Dr. Hans Reckers, Staatsekretär für Wirtschaft, Technologie und Forschung des Landes Berlin, eröffnet das Finale der AdMaCom: „Die Hauptstadtregion Berlin-Brandenburg ist einer der führenden Standorte im Bereich der optischen Technologien. Wir unterstützen gezielt neue Netzwerkinitiativen, wie das INAM, durch die Unternehmen und Forschungseinrichtungen der Zugang zu Wissen und Forschungsinfrastruktur sowohl auf regionaler als auch auf internationaler Ebene erleichtert wird. Der 6-wöchige Workshop hat dazu beigetragen, Berlin als Hightech-Standort und Kreativschmiede sichtbar zu machen. Ganz besonders begrüßen wir es, wenn sich aus der Zusammenarbeit in den letzten Wochen nachhaltige Kooperationsbeziehungen – regional wie international – entwickeln.“

Die Wochen seit dem Kick-off-Event im Fab Lab am 28. August waren für die jungen Gründer aus Brasilien, Großbritannien, Finnland und Deutschland eine sehr ereignisreiche Zeit. Die Jungunternehmer, die sich auf die Bereiche Materialherstellung, -anwendung und -prozesse spezialisiert haben, hatten sich gegen 70 weitere Bewerber durchgesetzt. Während der Mentoring Sessions, die einmal in der Woche stattfanden, trafen sich die Gründer zu persönlichen Gesprächen mit großen Industrieplayern, darunter u.a. Osram, Henkel und LEDVANCE. Ein Besuch bei Amazon Web Services, Business Sessions, ein Workshop zum Thema Finanzierung bei Berlin Partner für Wirtschaft und Technologie und Workshops mit Wissenschaftlern der Humboldt-Universität lieferten wertvolle Tipps für die Startups. Eine Übersicht der Startups unter: www.inam.berlin/startups

 

Berliner Startup geht strategische Partnerschaft ein

Vor dem Finale gibt es bereits erste konkrete Ergebnisse des Programms: So wird die volatiles lighting GmbH eine strategische Partnerschaft mit der LEDVANCE GmbH, einem bedeutenden Global Player der Lichtindustrie, eingehen. Das Berliner Startup volatiles, welches sich auf innovative Flächenlichtbeleuchtung spezialisiert, führt die Weiterentwicklung der Software voran. LEDVANCE hingegen treibt die Entwicklung der Hardware und übernimmt die Fertigung. Außerdem konnte GelTouch erfolgreich bei der Förderantragsstellung beraten werden.

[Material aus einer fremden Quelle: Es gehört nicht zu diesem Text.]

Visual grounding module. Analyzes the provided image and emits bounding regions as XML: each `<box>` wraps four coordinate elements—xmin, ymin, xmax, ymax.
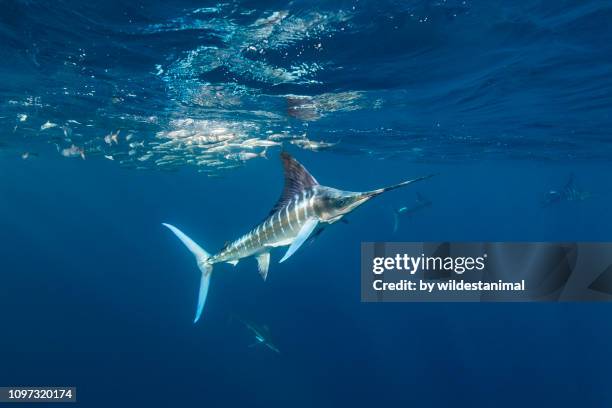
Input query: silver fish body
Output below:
<box><xmin>163</xmin><ymin>152</ymin><xmax>435</xmax><ymax>323</ymax></box>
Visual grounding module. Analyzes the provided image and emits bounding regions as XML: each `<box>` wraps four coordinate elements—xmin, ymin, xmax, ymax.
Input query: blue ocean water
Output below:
<box><xmin>1</xmin><ymin>0</ymin><xmax>612</xmax><ymax>406</ymax></box>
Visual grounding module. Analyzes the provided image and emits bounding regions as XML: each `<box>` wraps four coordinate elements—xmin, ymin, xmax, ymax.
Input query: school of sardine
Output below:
<box><xmin>1</xmin><ymin>8</ymin><xmax>376</xmax><ymax>174</ymax></box>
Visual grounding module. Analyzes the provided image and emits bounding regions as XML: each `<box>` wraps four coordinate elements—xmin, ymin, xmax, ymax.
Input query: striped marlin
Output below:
<box><xmin>543</xmin><ymin>173</ymin><xmax>591</xmax><ymax>206</ymax></box>
<box><xmin>234</xmin><ymin>315</ymin><xmax>280</xmax><ymax>353</ymax></box>
<box><xmin>163</xmin><ymin>152</ymin><xmax>435</xmax><ymax>323</ymax></box>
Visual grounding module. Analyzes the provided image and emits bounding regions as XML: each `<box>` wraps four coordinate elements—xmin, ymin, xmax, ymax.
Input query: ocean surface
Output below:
<box><xmin>1</xmin><ymin>0</ymin><xmax>612</xmax><ymax>406</ymax></box>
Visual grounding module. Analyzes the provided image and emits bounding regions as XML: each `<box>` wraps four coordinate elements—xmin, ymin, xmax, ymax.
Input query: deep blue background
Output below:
<box><xmin>2</xmin><ymin>154</ymin><xmax>612</xmax><ymax>406</ymax></box>
<box><xmin>1</xmin><ymin>0</ymin><xmax>612</xmax><ymax>406</ymax></box>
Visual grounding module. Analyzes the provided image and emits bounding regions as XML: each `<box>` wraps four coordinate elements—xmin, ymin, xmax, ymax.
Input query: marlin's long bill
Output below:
<box><xmin>364</xmin><ymin>174</ymin><xmax>438</xmax><ymax>198</ymax></box>
<box><xmin>163</xmin><ymin>152</ymin><xmax>435</xmax><ymax>323</ymax></box>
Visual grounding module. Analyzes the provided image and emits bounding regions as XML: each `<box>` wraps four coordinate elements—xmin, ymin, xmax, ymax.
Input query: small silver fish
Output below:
<box><xmin>41</xmin><ymin>121</ymin><xmax>58</xmax><ymax>130</ymax></box>
<box><xmin>60</xmin><ymin>145</ymin><xmax>86</xmax><ymax>160</ymax></box>
<box><xmin>104</xmin><ymin>130</ymin><xmax>120</xmax><ymax>145</ymax></box>
<box><xmin>290</xmin><ymin>138</ymin><xmax>339</xmax><ymax>151</ymax></box>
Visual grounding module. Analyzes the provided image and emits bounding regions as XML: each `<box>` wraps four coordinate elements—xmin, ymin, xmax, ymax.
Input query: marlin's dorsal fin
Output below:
<box><xmin>268</xmin><ymin>152</ymin><xmax>319</xmax><ymax>215</ymax></box>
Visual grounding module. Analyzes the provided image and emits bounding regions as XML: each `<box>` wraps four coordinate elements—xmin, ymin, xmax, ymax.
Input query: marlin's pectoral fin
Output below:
<box><xmin>256</xmin><ymin>252</ymin><xmax>271</xmax><ymax>281</ymax></box>
<box><xmin>279</xmin><ymin>218</ymin><xmax>318</xmax><ymax>263</ymax></box>
<box><xmin>307</xmin><ymin>225</ymin><xmax>326</xmax><ymax>245</ymax></box>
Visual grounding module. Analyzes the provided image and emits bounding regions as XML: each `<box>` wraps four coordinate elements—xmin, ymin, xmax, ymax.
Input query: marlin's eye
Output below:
<box><xmin>336</xmin><ymin>198</ymin><xmax>349</xmax><ymax>206</ymax></box>
<box><xmin>326</xmin><ymin>195</ymin><xmax>339</xmax><ymax>204</ymax></box>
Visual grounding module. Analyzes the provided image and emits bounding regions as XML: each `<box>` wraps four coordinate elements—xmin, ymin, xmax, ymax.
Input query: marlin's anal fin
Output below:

Jonas Pauly, Geschäftsführer des Innovation Network for Advanced Materials e.V.: „Unsere erste Advanced Materials Competition war ein voller Erfolg. Wir konnten Studenten, junge Wissenschaftler und Startups von unterschiedlichen Kontinenten dabei unterstützen, ihre Technologien und Business-Konzepte weiterzuentwickeln. Darüber hinaus haben wir Menschen inspiriert, eine neue Form der interdisziplinären Kooperation initiiert und Wissenschaft, Industrie und Startups nachhaltig vernetzt. Wir freuen uns über das große Interesse seitens der Industrie und Wissenschaft und werden das Netzwerk mit weiteren Partnern ausbauen.”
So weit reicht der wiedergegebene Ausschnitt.